With the imposition of Central rule, sedition cases began climbing in J&K. While two cases were filed from 2014 to 2017, 12 were reported in 2018, the year it came under Central rule after the PDP-BJP government collapsed.
There were 11 cases in the following year. The situation is similar in Jharkhand, which under BJP rule in 2018 recorded the highest number of sedition cases (18).
However, that figure was matched in 2014 when the state was ruled by the JMM. While there was no case in Bihar in 2016, 2017 and 2019, it had 16 in 2014 and nine in the following year, the highest in the country during that period, and 17 in 2018.
The Bihar Police had lodged a sedition case against 49 celebrities, including Shyam Benegal and Mani Ratnam who had written an open letter to the PM on lynching.
While the FIFIR was later withdrawn, the incident is a grim reminder how the law continues to be a tool to stifle dissent in the country.
The BJP-ruled Uttar Pradesh documented a liberal use of Section 124A during 2019 with 10 cases.
While the state recorded more cases during the Yogi Adityanath’s rule, six were registered in 2016 during the Samajwadi Party rule.
The Aam Aadmi Party ruled Delhi recorded four cases between 2016 and 2019. Madhya Pradesh saw sedition cases under both Congress and BJP rule. However, Rajasthan saw more cases under the Congress rule.
In Bengal, the use of Section 124A is consistent since 2014. There were 12 cases in six years barring 2018 when there was none.
While there were no cases between 2014 and 2018 in Nagaland, it saw eight in 2019. Neiphiu Rio, the incumbent chief minister, assumed office in 2018 after allying with the BJP.

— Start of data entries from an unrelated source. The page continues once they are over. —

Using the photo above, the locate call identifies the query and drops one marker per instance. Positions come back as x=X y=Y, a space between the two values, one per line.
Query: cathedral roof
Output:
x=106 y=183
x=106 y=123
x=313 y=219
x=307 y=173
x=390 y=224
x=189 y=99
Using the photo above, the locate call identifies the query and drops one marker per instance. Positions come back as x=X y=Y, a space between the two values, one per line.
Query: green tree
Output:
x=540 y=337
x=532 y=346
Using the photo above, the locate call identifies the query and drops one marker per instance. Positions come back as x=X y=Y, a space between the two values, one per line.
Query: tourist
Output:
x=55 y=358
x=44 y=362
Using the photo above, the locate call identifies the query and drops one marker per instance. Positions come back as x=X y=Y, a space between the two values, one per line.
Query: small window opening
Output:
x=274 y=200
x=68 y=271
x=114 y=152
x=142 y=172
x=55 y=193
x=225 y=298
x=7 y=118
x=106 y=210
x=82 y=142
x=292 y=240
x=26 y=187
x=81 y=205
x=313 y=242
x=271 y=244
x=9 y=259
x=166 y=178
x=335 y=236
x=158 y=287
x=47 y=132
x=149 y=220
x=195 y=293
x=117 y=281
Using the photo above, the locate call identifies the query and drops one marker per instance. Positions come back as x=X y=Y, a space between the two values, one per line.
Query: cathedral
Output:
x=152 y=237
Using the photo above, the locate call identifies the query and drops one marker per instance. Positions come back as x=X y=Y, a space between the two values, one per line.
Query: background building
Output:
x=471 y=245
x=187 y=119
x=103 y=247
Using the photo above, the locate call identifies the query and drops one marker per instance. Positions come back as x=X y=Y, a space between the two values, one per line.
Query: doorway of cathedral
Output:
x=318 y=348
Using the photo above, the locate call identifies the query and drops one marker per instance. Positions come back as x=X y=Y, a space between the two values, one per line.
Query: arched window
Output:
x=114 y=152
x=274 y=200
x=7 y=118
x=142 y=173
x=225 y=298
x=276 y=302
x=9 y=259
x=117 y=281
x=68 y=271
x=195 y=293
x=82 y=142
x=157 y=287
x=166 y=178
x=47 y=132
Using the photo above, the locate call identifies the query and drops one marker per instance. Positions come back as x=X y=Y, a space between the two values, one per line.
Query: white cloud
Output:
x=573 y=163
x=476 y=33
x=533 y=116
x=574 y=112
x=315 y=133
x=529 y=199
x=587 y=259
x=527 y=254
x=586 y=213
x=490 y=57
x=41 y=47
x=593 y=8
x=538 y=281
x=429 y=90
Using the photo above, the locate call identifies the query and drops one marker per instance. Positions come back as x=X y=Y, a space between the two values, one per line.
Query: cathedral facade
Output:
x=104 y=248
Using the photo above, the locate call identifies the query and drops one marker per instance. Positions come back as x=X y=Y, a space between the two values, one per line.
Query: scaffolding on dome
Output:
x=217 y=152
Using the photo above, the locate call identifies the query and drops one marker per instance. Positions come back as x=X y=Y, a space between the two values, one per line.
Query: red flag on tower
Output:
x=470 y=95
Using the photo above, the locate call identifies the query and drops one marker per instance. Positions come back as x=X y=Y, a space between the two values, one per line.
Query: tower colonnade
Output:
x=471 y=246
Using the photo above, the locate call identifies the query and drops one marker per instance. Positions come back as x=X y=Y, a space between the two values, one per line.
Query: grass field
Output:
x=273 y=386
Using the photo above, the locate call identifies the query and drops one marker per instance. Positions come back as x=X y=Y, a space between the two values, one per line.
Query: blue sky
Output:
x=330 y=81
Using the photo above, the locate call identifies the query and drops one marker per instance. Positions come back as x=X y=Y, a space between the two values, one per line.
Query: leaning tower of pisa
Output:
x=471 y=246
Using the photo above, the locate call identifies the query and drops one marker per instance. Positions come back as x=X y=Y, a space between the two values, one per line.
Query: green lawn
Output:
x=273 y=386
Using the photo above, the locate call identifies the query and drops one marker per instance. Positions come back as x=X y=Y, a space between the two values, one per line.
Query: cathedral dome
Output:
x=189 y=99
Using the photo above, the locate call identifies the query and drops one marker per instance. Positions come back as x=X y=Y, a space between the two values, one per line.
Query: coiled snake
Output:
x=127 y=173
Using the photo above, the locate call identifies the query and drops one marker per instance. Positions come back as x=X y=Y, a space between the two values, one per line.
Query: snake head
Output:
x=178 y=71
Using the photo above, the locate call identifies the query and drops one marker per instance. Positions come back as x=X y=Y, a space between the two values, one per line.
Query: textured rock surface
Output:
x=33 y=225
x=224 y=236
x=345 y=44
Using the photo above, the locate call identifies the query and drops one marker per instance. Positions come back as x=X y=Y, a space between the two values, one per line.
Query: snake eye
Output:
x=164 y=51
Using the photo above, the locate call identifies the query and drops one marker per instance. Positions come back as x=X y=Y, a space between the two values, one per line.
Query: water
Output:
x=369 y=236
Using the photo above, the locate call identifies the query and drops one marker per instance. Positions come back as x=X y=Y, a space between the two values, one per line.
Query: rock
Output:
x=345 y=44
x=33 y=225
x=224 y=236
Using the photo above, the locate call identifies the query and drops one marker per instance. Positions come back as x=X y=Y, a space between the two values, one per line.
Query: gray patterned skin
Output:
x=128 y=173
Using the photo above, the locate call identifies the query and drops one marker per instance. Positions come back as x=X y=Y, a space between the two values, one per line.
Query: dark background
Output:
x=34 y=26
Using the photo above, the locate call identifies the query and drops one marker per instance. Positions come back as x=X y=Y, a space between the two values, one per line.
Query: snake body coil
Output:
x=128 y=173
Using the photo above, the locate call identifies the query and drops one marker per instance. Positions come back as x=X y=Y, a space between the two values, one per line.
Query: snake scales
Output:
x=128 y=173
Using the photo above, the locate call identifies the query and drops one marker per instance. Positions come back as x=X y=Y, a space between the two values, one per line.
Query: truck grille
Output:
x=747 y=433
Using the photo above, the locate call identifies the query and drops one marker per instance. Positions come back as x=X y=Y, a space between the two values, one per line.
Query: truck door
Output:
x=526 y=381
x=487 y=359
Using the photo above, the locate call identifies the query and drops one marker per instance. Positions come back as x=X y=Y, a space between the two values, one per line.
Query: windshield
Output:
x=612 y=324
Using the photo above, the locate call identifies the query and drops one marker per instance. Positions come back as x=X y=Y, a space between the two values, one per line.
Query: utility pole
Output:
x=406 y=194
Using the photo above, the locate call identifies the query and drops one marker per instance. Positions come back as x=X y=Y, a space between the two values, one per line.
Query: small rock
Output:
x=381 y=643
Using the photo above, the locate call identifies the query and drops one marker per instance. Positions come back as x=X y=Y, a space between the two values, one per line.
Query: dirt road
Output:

Manipur was no exception with five cases in the past two years under the BJP. I n the South, Kerala showed no exception under either CPI(M) or Congress rule.
Between 2014 and 2016 under Oommen Chandy’s watch as the CM, it registered 11 cases. In contrast, 13 cases in all where reported in 2018 and 2019. The state has a CPI(M) government since 2016.
Under the AIADMK government, Tamil Nadu consistently recorded sedition cases — eight between 2017 and 2019. Telangana saw four cases between 2016 and 2019. Social activist Nikhil Dey said the colonial law should not have been a part of independent India’s framework.
“It is drafted in a fashion that so much so easily can be called sedition. It is open to misuse.”
A combination of Section 124A, the National Security Act and the Unlawful Activities (Prevention) Act are being invoked against people who are exercising their right of democratic opposition against the implementation of certain laws and policies, observed Dey.
Aditya Nigam, a senior fellow at the Centre for the Study of Developing Societies, said the colonial and extraordinary law is open to misuse by any state.
“However, the use of the provision was much rarer before the BJP government came into power. It has created a culture of vigilantism where the use of the section has become a generalised practice,” he said.
“In several cases, it is not initiated by states but by individuals from any part of the country who lodge a case under this section. It may not be of any consequence but brings any kind of dissent under the purview of sedition.”